Charles County Public Schools (CCPS) held New Teacher Orientation Aug. 17 to 19 — a three-day hybrid of virtual and in-person trainings. Topics covered an analysis of standards, curriculum and instructional resources, classroom management in a virtual world and training on Synergy, the student management system. Other trainings targeted each grade, subject or educational program. CCPS has hired 149 new teachers for this school year.
The school system has 33 teaching positions open as of mid-August.
Current job openings can be viewed here.
This school year will start unlike any other in the history of CCPS. Students return to school on Aug. 31, without physically going into buildings. Teachers will conduct classes virtually.
“The not knowing what it’s going to be like,” is a question, Hannah Brown, a special education teacher at the F.B. Gwynn Educational Center, said. “… Not knowing what to expect. But I’m looking forward to the opportunity to build relationships with my students’ families. That’s an upside.”
Brown’s mother is an occupational therapist who inspired her to want to work with children with special needs. Working at Gwynn is a sort of homecoming for Brown who will set up in the same classroom she helped out in while in the Teacher Academy of Maryland (TAM) program at La Plata High School.
Charmen Holbrook taught kindergarten for two years in Prince George’s County Public Schools before coming to CCPS where she’ll teach the same grade at J.P. Ryon Elementary School. She is still working on different ways to keep her students engaged and energized, knowing she will have to bring something extra. “I’m going to make it as interactive as possible,” she said. “There has to be something fun to engage them.”
Middle-school band students seem eager to get back to school and their instruments, Zoë Smith, a new instrumental music teacher at Mattawoman Middle School, found out.

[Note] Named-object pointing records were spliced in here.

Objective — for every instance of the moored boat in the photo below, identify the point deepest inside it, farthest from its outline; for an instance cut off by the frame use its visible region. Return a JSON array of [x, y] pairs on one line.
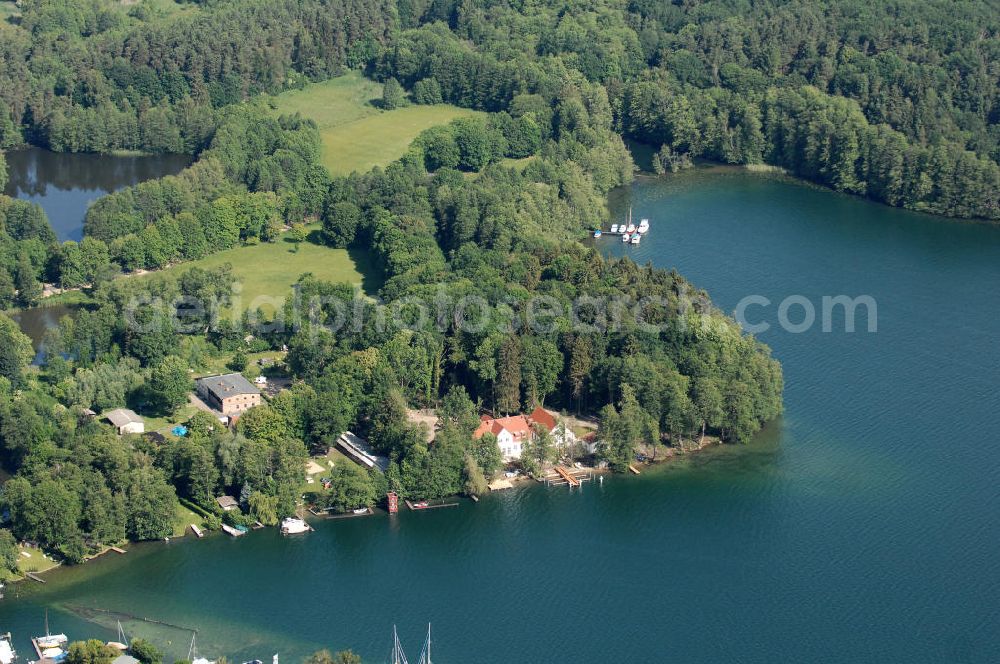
[[7, 654], [233, 530], [293, 526]]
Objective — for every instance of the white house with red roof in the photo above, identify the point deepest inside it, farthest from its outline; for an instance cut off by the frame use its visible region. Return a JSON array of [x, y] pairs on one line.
[[514, 430]]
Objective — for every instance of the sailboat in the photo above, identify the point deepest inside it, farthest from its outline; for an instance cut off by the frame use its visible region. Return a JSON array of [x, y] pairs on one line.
[[397, 656], [50, 646]]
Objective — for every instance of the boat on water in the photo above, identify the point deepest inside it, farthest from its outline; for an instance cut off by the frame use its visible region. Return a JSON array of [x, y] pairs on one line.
[[193, 656], [235, 531], [7, 653], [397, 656], [51, 647], [293, 526]]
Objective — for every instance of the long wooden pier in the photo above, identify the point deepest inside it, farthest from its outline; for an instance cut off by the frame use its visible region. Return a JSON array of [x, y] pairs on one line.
[[572, 481], [572, 477], [413, 507]]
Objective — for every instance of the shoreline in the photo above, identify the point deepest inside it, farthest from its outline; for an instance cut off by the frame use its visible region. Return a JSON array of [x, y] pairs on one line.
[[662, 460]]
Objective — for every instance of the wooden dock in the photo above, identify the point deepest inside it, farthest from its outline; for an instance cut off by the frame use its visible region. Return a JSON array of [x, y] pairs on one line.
[[572, 481], [572, 477], [501, 484], [349, 515], [413, 507]]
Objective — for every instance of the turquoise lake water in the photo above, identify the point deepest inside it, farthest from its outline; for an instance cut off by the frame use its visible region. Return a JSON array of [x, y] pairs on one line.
[[862, 526]]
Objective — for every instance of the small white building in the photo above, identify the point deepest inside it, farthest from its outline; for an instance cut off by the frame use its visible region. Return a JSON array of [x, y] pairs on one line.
[[125, 421]]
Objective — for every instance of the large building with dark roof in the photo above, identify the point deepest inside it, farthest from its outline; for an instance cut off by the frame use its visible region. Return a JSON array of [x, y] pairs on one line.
[[230, 394]]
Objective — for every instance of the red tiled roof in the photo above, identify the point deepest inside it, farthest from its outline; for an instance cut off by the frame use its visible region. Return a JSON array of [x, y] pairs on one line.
[[517, 425]]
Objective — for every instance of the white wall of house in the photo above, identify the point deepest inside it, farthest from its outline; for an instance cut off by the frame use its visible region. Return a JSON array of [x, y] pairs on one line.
[[510, 448]]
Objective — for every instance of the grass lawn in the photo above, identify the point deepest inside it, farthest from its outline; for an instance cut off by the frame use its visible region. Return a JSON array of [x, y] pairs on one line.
[[336, 457], [35, 563], [356, 134], [164, 424], [270, 269], [183, 518]]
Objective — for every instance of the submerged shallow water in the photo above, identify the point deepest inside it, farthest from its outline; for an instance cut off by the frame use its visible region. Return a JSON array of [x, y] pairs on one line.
[[862, 526]]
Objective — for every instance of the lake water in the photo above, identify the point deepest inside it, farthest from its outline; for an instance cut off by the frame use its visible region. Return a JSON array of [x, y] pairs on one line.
[[861, 527], [65, 184]]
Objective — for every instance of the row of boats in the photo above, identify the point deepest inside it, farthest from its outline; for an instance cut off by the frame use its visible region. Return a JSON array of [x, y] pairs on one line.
[[631, 233], [289, 526]]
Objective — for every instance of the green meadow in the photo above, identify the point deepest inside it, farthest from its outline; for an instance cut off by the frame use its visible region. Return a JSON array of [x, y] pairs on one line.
[[270, 269], [358, 135]]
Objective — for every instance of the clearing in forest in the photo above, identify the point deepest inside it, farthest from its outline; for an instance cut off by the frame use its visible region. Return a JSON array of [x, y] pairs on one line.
[[358, 135]]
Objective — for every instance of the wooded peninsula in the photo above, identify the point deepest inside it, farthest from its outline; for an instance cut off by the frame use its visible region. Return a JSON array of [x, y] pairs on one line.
[[896, 102]]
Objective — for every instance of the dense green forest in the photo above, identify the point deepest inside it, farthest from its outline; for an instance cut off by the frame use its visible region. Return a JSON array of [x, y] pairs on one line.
[[895, 101]]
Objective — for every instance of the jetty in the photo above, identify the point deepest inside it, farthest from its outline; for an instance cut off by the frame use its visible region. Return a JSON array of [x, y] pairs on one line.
[[349, 515], [572, 481], [571, 477], [230, 530]]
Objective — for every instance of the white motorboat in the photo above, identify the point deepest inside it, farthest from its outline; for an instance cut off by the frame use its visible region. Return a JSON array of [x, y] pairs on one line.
[[293, 526]]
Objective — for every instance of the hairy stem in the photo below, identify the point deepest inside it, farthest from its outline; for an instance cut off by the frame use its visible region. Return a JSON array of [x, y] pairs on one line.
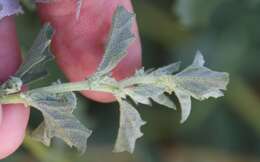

Smith recently moved to the area with her husband, a trumpet player in the U.S. Navy Band Cruisers. Smith, who also plays the trumpet, was influenced to go into teaching after having college professors who worked with her improve her musical skills. “I wanted to give that back to someone else,” she said. “I wanted to help kids.”
“Figuring out how to teach when the kids can’t be together, playing at once,” might prove to be a challenge, she said. But Smith is heartened to see that starting the school year virtually didn’t dampen students’ interest in band. “I was happy to see that so many kids still signed up for band, even though band is not what it used to be.”